I have to answer, every day, what is my plans, what I am going to do next. I keep giving different answers, depending on my mood of the moment. Same goes for where I am going to stay. I have a few different emotions overlapping all the time: I want to go and live in Kolkata; no, in Mumbai, where the actions are; no, in KL, I need to see and understand Asia; but I love the freedom in London; but I haven't seen New York; and, finally, isn't Beijing the capital of the new world? So, it goes.

In a way, this is mind-numbing, and usually my interlocutors give up at this point. They say, I have nothing fixed in mind, just adolescent confusion. Others, more reflective ones, find that I am searching for a purpose without knowing what it is. I agree with the latter, just that I feel I know what the purpose is. Of course, knowing what the purpose is does not mean it is easy to articulate - because our articulation must conform to certain social norms and expectations but our search for purpose may not. Besides, my purpose may sound a bit woolly - to open opportunities for a large number of people and unleash the human ability that go wasted due to our social constraints - though it is not necessarily a mad one.

In short, meaningful work, which creates a dent in the universe. I have spent my energies for such a long time at the services of people who wanted to commercialize education.

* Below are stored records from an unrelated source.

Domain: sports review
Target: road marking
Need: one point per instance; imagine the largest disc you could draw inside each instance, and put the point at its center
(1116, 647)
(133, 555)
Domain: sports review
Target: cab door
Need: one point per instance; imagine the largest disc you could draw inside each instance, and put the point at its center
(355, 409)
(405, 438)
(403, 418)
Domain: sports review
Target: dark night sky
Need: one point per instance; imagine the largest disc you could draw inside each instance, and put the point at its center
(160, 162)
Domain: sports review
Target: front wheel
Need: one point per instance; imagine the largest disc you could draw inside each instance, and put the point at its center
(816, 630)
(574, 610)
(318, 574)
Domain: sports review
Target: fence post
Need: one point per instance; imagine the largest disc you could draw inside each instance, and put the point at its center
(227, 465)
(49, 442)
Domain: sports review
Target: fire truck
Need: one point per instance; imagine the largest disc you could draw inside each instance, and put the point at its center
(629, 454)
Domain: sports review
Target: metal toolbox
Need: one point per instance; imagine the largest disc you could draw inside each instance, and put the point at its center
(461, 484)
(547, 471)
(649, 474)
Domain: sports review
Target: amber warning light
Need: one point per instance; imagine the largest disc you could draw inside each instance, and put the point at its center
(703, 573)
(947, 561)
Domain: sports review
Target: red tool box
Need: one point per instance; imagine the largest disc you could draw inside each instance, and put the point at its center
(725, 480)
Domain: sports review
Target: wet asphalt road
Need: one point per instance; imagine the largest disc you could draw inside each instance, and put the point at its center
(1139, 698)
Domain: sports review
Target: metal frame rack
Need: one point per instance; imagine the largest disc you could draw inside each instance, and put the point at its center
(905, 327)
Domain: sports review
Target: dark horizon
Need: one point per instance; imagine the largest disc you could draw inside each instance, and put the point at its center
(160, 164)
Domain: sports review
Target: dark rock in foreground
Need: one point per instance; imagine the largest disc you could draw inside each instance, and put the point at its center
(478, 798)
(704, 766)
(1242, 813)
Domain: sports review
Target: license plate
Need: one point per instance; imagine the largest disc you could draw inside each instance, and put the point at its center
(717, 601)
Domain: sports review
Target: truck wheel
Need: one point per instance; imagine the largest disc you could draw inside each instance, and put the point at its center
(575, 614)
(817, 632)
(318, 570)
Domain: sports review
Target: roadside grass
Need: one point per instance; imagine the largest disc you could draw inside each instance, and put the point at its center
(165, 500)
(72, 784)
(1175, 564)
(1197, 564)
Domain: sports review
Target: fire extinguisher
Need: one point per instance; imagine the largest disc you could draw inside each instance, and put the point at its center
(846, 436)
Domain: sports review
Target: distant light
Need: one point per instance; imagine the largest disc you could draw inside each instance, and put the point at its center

In some cases, like in NIIT, I have seen the positive social impact of such business action. What attracted me and kept me in the job was the social impact, and I found my work, particularly in Bangladesh, profoundly meaningful. My best experience in life was to do the programme with Unilever, which gave away Fair and Lovely scholarship with 1000 girl students, who we then taught computers. I know the limitations of what I did is exemplified by the fact that no efforts were made to keep track of these school girls who received the scholarship and learnt computers. I do not know whether that helped change their lives. I do not know whether I helped advance, in effect, the message of fairness discrimination more than the message of empowerment. However, that was meaningful work while it lasted.

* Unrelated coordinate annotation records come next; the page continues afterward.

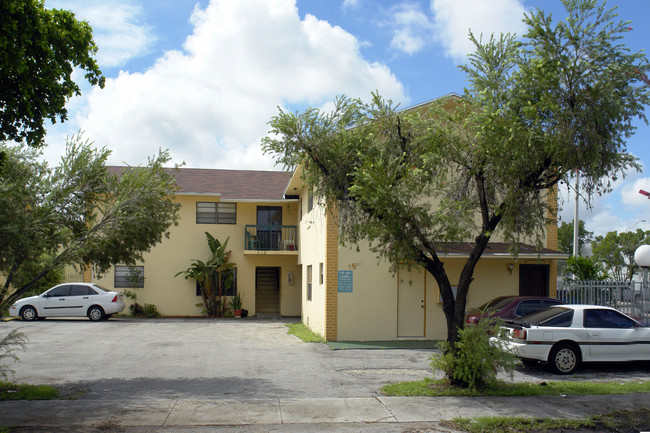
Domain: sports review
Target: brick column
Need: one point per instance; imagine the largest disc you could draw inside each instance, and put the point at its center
(331, 275)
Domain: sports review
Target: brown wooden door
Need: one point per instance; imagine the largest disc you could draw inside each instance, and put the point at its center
(533, 280)
(267, 290)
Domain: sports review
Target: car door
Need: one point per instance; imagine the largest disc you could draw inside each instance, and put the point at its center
(615, 337)
(55, 302)
(81, 298)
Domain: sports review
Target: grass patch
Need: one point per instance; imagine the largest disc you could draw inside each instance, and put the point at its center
(437, 388)
(12, 391)
(305, 334)
(619, 421)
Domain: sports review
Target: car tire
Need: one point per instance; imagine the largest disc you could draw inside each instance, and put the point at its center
(564, 358)
(95, 313)
(28, 313)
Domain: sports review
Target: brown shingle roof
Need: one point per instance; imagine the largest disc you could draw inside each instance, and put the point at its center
(230, 184)
(494, 249)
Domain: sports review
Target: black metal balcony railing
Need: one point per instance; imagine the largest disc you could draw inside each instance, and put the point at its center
(271, 238)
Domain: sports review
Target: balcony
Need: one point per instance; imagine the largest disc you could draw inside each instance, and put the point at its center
(271, 239)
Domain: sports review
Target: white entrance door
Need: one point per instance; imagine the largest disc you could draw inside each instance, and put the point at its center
(410, 303)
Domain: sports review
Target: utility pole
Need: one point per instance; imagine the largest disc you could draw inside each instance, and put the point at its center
(576, 220)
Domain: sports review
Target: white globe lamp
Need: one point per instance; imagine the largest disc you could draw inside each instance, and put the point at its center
(642, 258)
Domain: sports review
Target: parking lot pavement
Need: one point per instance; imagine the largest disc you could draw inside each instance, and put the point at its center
(225, 359)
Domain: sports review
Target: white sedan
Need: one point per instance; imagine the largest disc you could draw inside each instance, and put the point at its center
(70, 300)
(563, 336)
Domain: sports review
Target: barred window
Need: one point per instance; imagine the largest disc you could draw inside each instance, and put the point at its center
(129, 276)
(216, 213)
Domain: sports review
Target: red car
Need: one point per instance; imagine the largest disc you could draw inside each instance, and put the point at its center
(510, 307)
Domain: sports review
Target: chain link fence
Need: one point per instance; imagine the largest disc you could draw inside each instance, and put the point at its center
(631, 298)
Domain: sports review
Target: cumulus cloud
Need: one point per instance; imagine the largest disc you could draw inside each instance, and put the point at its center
(210, 102)
(118, 26)
(630, 194)
(412, 28)
(622, 209)
(454, 18)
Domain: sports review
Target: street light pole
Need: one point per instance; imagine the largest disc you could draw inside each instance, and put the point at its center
(576, 220)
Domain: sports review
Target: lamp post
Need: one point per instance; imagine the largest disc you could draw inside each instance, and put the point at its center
(642, 258)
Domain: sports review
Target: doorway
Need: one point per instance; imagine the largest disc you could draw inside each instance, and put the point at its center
(410, 303)
(267, 290)
(268, 236)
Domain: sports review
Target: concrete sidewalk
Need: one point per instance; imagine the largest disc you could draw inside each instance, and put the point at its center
(206, 412)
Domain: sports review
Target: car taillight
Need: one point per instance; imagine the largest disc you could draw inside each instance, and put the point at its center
(519, 334)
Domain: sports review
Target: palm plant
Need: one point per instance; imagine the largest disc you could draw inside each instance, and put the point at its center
(214, 276)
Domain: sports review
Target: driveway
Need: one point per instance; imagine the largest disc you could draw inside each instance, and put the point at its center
(225, 359)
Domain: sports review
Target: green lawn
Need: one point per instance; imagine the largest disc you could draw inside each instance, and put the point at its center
(305, 334)
(436, 388)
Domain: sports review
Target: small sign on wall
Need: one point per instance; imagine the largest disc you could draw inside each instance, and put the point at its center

My objective now is to immerse myself into this meaningful work, and not let short term considerations distract me from the purpose. I am trying to reconstruct my life - morning run and all that - so that I can pursue this. The essential problem is, of course, to liberate myself from the slavery of the paycheck. I have always lived modestly and waited for the moment when my time will come. Now, I have started feeling that I have waited too long already and I must get going.